Beyond this spectacular inventory of qualifications, it is Farrow's elite status by birthright that may have been the key that opened the guarded portal to the world of the wealthy and the powerful that manipulate the political, economic and social institutions in society. Farrow has the dubious distinction of being the child of Mia Farrow and...possibly...Woody Allen, though Allen has stated he wouldn’t bet his life on Ronan’s paternity, and mother Mia Farrow confessed in a 2013 interview, that there is a possibility that Sinatra fathered Ronan. Without this membership card of sorts, Farrow most likely would have been collateral damage in the hedonistic pursuits of some of the Goliaths he challenged. But then, after reading about his determination to seek justice, he just might have succeeded...

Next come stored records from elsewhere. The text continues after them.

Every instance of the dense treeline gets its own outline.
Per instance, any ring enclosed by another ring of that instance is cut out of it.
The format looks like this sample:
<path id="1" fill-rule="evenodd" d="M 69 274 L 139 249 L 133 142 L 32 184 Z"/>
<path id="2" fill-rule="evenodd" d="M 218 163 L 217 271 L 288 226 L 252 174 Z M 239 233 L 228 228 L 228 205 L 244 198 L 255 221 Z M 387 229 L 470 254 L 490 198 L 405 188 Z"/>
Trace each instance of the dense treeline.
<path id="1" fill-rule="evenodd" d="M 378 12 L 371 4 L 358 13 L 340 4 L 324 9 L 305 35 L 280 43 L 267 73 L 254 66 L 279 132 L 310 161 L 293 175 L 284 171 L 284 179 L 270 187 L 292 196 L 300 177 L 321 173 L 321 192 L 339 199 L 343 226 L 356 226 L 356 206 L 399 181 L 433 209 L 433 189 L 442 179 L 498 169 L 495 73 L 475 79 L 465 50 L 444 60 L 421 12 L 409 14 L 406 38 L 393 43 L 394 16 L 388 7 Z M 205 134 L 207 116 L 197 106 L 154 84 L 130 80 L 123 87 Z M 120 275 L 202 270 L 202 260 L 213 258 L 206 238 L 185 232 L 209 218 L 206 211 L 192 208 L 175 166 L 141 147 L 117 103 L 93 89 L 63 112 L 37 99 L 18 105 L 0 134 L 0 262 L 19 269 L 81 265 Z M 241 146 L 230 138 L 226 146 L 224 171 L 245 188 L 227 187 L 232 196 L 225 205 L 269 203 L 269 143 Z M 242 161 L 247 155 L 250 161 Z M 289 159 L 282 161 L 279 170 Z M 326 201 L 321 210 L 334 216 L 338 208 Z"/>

And then there is the sexual assault allegation levied against Woody Allen by Farrow's sister, Dylan Farrow (who was 7 years old at the time of the alleged assault). [note: Ronan has defended his sister and her claims.] That event in his family life could likely be what compelled Farrow towards the focus of many of his investigative journalism subjects with such determination for transparency and justice.

~rape allegations leveled against Bill Cosby
~the mishandling of sexual assaults on campus
~multiple allegations of sexual misconduct against film producer Harvey Weinstein
~New York State Attorney General Eric Schneiderman's abuse of at least four women
~accusations from 6 women that claimed harassment and intimidation by CBS CEO Leslie Moonves
~ allegation of sexual assault by the United States Supreme Court nominee, Brett Kavanaugh
~investigation of concealment by the M.I.T. Media Lab of its involvement with Jeffrey Epstein
(Farrow gives a better accounting in the book)

Catch and Kill (the title is a term that refers to a surreptitious technique employed by tabloid newspapers to prevent an individual from publicly revealing information damaging to a third party ) represents years of investigations that magnify an even darker truth about a rich and powerful network committed to promoting their agenda and desired outcomes, regardless of restrictions. Beyond the Good ol' boy clubs where you-scratch-my-back-I'll-scratch-yours, these immoral elitists play at justice, morality, and charity, only to belie their indulgences.

Finishing, I tried to organize my thoughts and kept thinking of the term *grief counselors.* Mills also wrote, "a passive society simply trusts that the elites will act on behalf of the so-called public interest." Could Cosby, Weinstein, Epstein, Matt Lauer/NBC have continued their sinister exploits if we had turned our efforts to critiquing the process (or lack of) instead of accepting the disseminated rhetoric of those who have the power to manipulate the press and news sound bites? Farrow exposed more than just a few cases of cover-up, or stories to bolster the "Me-Too" movement. He has revealed a diseased artery that is infecting our moral society at the highest levels.

*I have both the audio version and the hard copy. I wanted to hear Farrow read his book. He does a good job overall, but while he does some fair impersonations and dialects, his approach felt too light-hearted for the content. Just a minor criticism. 40r 5*? The perseverance through death threats and just having to face the human embodiment of Jabba the Hutt, I have to go 5*.